Supriyanto menerangkan hujan yang terjadi pada Rabu (9/1/2019) dan Kamis (10/11/2019) telah mengakibatkan pohon tumbang di sejumlah kecamatan di wilayah Kabupaten Madiun.

"Paling parah terjadi di Kare dan Dolopo. Ada beberapa pohon yang tumbang sampai mengganggu akses jalan, bahkan ada yang menimpa bangunan rumah warga, tapi semua sudah tertangani," kata dia.

Untuk diketahui, pohon tumbang menimpa rumah Sriyatun, warga Dusun Gembung, Desa Kepel, Kecamatan Kare.
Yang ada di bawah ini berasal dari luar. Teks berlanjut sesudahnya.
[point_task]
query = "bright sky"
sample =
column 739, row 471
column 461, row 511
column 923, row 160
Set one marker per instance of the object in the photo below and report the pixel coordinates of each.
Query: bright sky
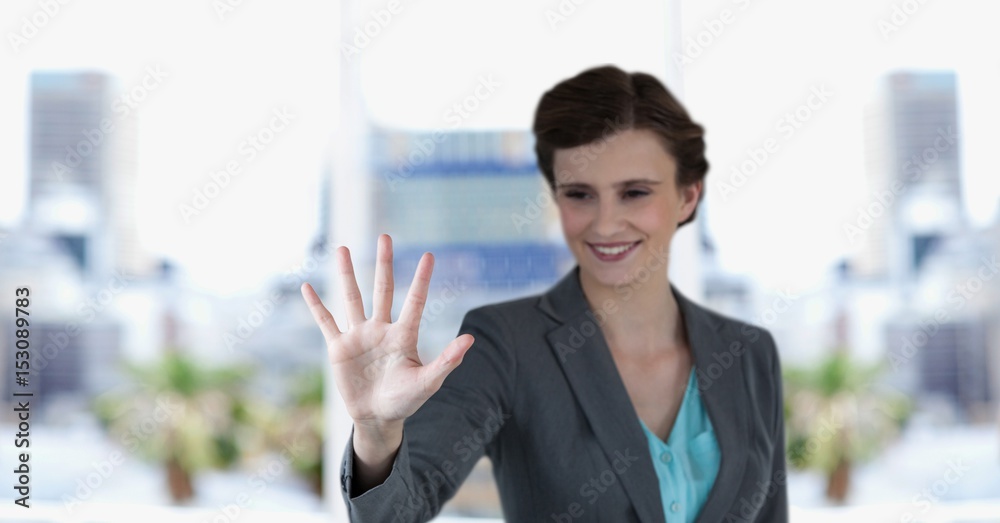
column 226, row 75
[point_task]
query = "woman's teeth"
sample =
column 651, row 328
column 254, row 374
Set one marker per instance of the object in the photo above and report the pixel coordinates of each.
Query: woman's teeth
column 611, row 251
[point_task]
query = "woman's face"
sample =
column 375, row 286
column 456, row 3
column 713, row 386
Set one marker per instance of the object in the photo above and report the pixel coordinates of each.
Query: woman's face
column 620, row 205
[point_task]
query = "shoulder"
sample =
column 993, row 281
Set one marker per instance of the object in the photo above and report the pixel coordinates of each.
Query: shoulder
column 507, row 314
column 755, row 339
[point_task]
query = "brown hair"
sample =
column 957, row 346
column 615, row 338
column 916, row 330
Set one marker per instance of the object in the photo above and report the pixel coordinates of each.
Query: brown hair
column 604, row 100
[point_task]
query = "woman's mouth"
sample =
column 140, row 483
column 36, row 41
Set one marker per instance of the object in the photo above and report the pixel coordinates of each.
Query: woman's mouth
column 613, row 251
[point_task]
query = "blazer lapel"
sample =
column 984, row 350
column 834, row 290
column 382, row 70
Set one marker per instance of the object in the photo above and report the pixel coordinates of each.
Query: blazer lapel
column 582, row 351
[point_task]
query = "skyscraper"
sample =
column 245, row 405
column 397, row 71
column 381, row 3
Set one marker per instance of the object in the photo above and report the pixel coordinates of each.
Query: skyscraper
column 82, row 172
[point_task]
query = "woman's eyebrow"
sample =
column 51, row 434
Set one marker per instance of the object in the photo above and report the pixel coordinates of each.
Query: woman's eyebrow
column 625, row 183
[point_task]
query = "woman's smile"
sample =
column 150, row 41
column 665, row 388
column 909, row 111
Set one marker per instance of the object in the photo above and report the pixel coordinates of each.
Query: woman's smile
column 612, row 252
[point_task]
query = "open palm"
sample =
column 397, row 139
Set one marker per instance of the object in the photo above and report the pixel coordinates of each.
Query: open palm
column 375, row 362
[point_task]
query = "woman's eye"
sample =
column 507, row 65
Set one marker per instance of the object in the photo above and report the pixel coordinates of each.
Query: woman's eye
column 635, row 193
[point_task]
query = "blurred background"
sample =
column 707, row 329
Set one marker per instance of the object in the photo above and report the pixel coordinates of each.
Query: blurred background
column 170, row 174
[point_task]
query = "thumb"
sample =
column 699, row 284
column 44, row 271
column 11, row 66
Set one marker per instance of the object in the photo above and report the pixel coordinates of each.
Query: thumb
column 434, row 373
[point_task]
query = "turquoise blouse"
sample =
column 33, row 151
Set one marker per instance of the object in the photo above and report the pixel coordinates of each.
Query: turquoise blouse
column 688, row 462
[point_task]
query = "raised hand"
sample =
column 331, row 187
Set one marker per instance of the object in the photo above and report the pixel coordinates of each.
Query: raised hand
column 375, row 362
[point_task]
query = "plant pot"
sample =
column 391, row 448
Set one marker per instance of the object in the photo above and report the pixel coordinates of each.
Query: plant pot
column 838, row 482
column 178, row 481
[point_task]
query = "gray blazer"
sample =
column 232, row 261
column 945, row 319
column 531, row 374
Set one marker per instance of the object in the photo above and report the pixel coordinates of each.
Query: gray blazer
column 539, row 393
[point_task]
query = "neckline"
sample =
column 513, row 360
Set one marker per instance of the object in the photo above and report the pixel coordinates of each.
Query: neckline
column 684, row 401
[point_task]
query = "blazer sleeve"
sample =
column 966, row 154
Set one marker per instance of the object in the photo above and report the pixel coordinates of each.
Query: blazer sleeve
column 775, row 509
column 448, row 435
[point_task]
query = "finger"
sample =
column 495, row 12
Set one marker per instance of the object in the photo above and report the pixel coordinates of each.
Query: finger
column 320, row 313
column 382, row 299
column 416, row 297
column 355, row 308
column 433, row 374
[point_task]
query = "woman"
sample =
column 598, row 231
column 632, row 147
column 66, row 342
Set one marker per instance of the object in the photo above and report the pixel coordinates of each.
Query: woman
column 609, row 398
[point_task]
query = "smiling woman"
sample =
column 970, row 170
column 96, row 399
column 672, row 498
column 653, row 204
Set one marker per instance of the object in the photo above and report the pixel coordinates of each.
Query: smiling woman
column 583, row 420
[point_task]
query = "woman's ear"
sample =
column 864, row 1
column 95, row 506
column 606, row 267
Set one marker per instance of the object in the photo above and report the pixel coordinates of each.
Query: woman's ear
column 690, row 195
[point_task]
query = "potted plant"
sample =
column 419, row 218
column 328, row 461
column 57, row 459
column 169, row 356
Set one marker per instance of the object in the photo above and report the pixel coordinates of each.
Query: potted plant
column 838, row 415
column 182, row 414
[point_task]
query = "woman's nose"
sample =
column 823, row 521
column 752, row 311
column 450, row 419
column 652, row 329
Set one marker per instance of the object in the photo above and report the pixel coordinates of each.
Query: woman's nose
column 608, row 221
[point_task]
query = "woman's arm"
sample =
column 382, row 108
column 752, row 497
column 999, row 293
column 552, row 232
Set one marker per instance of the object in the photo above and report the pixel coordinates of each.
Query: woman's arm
column 775, row 509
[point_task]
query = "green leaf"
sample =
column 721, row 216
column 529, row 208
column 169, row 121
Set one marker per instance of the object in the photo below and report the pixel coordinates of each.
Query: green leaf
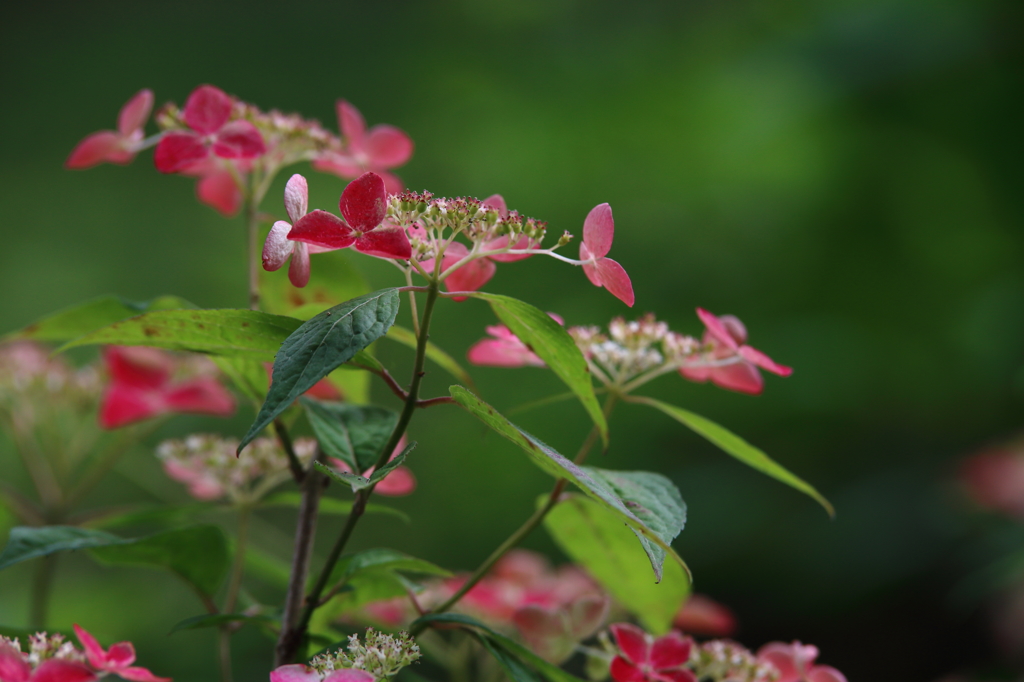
column 333, row 506
column 321, row 345
column 736, row 446
column 552, row 344
column 557, row 465
column 216, row 620
column 550, row 671
column 84, row 317
column 354, row 434
column 442, row 359
column 31, row 542
column 596, row 539
column 197, row 554
column 229, row 332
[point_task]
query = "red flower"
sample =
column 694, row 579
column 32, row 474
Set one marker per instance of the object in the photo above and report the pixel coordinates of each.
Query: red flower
column 117, row 659
column 644, row 658
column 364, row 205
column 207, row 112
column 140, row 387
column 381, row 147
column 115, row 146
column 598, row 231
column 726, row 336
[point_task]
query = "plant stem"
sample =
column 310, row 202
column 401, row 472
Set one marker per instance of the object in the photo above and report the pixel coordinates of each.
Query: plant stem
column 293, row 636
column 527, row 527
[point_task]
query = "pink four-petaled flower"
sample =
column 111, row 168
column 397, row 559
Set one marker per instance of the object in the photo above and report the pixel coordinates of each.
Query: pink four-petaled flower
column 644, row 658
column 141, row 387
column 207, row 114
column 598, row 232
column 117, row 659
column 364, row 206
column 727, row 336
column 796, row 663
column 376, row 150
column 115, row 146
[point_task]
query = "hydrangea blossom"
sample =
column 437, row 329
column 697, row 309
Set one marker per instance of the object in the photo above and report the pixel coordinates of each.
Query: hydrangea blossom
column 142, row 386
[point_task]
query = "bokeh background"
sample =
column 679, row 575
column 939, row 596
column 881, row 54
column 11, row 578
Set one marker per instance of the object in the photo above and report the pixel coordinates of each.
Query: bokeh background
column 845, row 176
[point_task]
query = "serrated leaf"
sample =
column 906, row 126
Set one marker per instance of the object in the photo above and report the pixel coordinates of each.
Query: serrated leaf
column 217, row 620
column 550, row 671
column 354, row 434
column 197, row 554
column 77, row 321
column 552, row 344
column 554, row 463
column 442, row 359
column 321, row 345
column 736, row 446
column 596, row 539
column 236, row 333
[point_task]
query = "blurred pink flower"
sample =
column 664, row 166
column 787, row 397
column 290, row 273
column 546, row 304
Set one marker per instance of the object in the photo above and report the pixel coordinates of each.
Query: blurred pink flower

Rumah yang selama ini ditinggali bersama cucunya tertimpa pohon cengkih, bersamaan dengan hujan disertai angin kencang yang melanda desa setempat, Kamis lalu.

Sriyatun dan cucunya berhasil menyelamatkan diri, kendati sebagian atap rumahnya rusak akibat tertimpa pohon tersebut. "Untungnya, saya dan cucu segera lari keluar. Pohon tumbang itu mengenai atap dan merusak bangunan rumah," kata Sriyatun.

Kepala Desa Kepel Sungkono mengatakan kejadian serupa juga menimpa rumah milik Waji, warga lainnya. Bangunan dapur pria itu berantakan akibat tertimpa pohon tepat di samping rumah.

"Hujan deras dan angin kencang menyebabkan banyak pohon di samping rumah yang tumbang. Akibatnya, ada yang mengenai dapur. Untung tidak sampai melukai keluarga saya," kata Waji.

Selain hujan deras yang disertai angin kencang, BPBD juga mengimbau warga Kabupaten Madiun mewaspadai ancaman bencana longsor dan banjir.

Adapun wilayah Kabupaten Madiun yang rawan banjir adalah di Kecamatan Balerejo, Madiun, Wungu, dan Kebonsari. Sedangkan longsor rawan terjadi di wilayah lereng Gunung Wilis, seperti Kecamatan Kare, Gemarang, Dagangan, Saradan, dan Wungu.